Barbara sat up, turned toward him. Her face was a white
blur though his tears.
"Hey," she said softly. "Don’t cry."
"I can’t help it," he bawled. He put
hands to his eyes, tried to wipe them clear. Barbara gave him a tissue.
He used it and tried to speak, gasping for the breath to get the words
out, "I can’t believe… a client… had to gave me… a tissue in my own… office!"
]
She was up on the sofa next to him,
kneeling. "I’m not a client anymore," she said, and kissed him on the mouth.
It wasn’t such a great kiss but it had a hell of a shock value. He felt a great surge of pain and longing. His crying redoubled. She put her arms around his head and pulled it to her breast. He lay against her, wailing. "I hurt," he said. "I just hurt. I didn’t even know I hurt. I hurt because I exist. And I’m alone. I pretend I’m not. I pretend I’m with someone but I’m not. I hurt from existing like this."

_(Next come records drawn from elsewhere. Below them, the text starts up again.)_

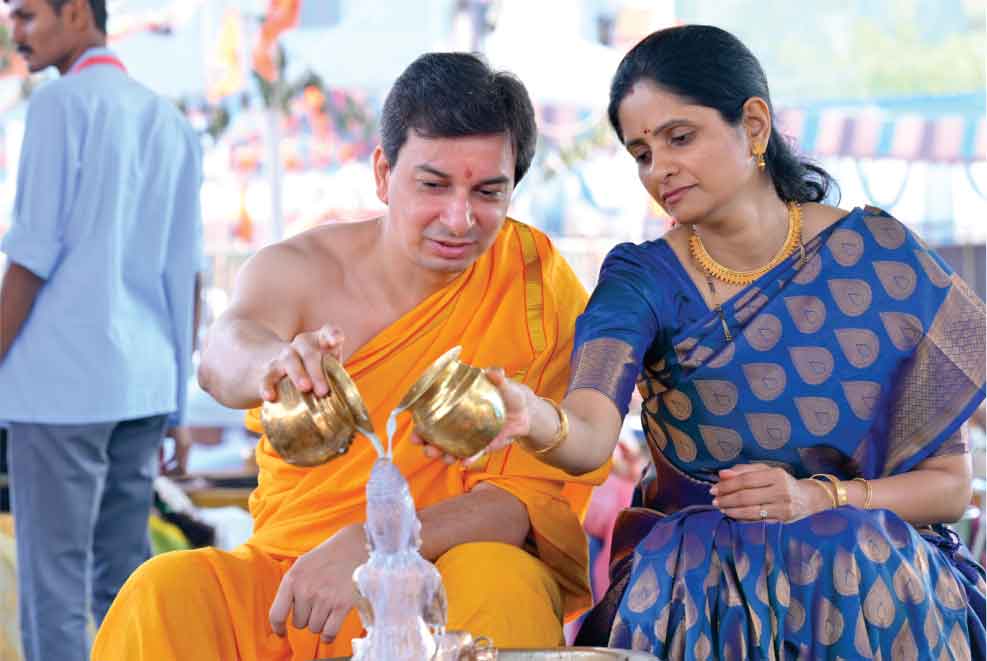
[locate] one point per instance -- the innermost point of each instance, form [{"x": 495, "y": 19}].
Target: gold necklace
[{"x": 710, "y": 266}]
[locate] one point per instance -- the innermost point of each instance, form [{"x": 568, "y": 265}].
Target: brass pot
[
  {"x": 307, "y": 430},
  {"x": 455, "y": 407}
]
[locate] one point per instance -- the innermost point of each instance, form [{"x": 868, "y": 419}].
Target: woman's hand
[
  {"x": 755, "y": 492},
  {"x": 318, "y": 590},
  {"x": 517, "y": 422}
]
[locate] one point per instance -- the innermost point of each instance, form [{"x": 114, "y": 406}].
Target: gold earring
[{"x": 757, "y": 150}]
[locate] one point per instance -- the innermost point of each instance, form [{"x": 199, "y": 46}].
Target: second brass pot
[
  {"x": 307, "y": 430},
  {"x": 455, "y": 407}
]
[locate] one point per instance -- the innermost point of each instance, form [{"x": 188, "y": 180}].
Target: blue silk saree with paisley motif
[{"x": 861, "y": 359}]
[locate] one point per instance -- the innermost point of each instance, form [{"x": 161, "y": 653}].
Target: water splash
[
  {"x": 375, "y": 441},
  {"x": 392, "y": 427}
]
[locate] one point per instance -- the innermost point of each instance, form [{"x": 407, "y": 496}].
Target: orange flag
[
  {"x": 225, "y": 73},
  {"x": 281, "y": 15}
]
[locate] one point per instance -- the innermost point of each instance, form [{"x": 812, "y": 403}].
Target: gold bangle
[
  {"x": 838, "y": 486},
  {"x": 829, "y": 493},
  {"x": 560, "y": 435},
  {"x": 868, "y": 491}
]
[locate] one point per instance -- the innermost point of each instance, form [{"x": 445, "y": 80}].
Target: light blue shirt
[{"x": 107, "y": 214}]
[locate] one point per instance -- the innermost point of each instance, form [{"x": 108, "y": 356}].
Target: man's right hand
[{"x": 301, "y": 361}]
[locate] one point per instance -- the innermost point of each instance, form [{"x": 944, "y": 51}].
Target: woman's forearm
[
  {"x": 594, "y": 425},
  {"x": 937, "y": 491}
]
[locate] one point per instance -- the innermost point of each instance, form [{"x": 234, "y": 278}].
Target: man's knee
[{"x": 502, "y": 592}]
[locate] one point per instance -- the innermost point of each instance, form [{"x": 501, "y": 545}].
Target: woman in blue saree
[{"x": 805, "y": 374}]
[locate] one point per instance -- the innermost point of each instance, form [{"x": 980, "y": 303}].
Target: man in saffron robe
[{"x": 443, "y": 267}]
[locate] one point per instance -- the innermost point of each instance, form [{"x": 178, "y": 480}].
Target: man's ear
[
  {"x": 78, "y": 15},
  {"x": 382, "y": 173}
]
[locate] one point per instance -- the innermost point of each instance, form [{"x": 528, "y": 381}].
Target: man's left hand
[{"x": 319, "y": 589}]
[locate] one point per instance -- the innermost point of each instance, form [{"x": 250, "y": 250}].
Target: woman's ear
[
  {"x": 382, "y": 172},
  {"x": 756, "y": 119}
]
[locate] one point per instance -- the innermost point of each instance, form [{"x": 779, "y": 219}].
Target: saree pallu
[{"x": 862, "y": 360}]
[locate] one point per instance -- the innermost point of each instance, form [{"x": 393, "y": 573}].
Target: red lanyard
[{"x": 112, "y": 60}]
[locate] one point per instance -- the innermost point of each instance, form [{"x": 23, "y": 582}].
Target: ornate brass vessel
[
  {"x": 307, "y": 430},
  {"x": 455, "y": 407}
]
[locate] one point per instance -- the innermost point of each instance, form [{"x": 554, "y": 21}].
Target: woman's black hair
[{"x": 710, "y": 67}]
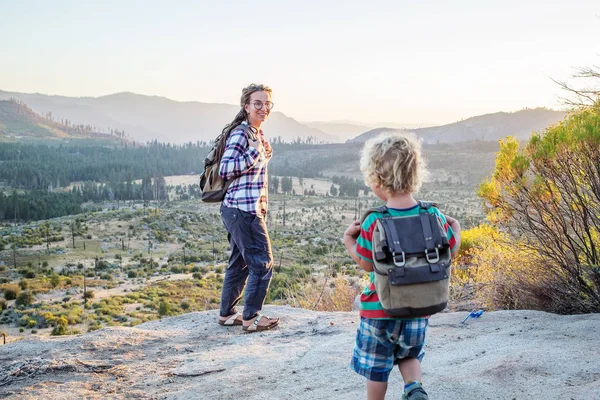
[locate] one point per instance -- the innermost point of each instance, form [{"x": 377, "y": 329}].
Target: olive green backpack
[
  {"x": 412, "y": 262},
  {"x": 212, "y": 186}
]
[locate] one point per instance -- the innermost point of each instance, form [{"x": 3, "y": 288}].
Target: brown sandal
[
  {"x": 232, "y": 320},
  {"x": 255, "y": 327}
]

"I know," she said, rocking him a little. "It’s the same with me." She kissed his forehead and held him tight and slowly he became differently aware of her body. She was kneeling next to him on the sofa, her knees a few inches apart while she sat on her calves and ankles. He slumped against her, his chin and cheek pushed firmly into the softness of her breasts. One of his forearms lay across her lap, touching her abdomen. He had fallen into this position, unaware of it, feeling only a sense from her of taking care of him. But now a tension grew in him of other possible meanings of opened thighs and his arm touching her lower belly. A faint odor arose from her—cleansing oil, cologne, a perfume?—he didn’t know but the sensation of it within his nasal passages suddenly caused flesh far from his nose to tingle and tighten. As he began to react to the female of her, to her womanhood, her breast seemed fuller and softer, her body even more opened. He seemed drawn into her, caught by a current from the whirlpool of the sex centered not so far from where his arm touched her. But she couldn’t want this! This was not right!! Alarmed and ashamed, he lifted his head, meaning to say to her he had to sit up, to pull away. But as he began the words she kissed him again, more firmly this time. After the kiss they looked at each other, eyes wide, faces close. He could hardly breath. His skin drew tight and tingling sensitive stiffness radiated over it from the place that had grown so big, so urgent. If he didn’t move he would explode. He couldn’t wait.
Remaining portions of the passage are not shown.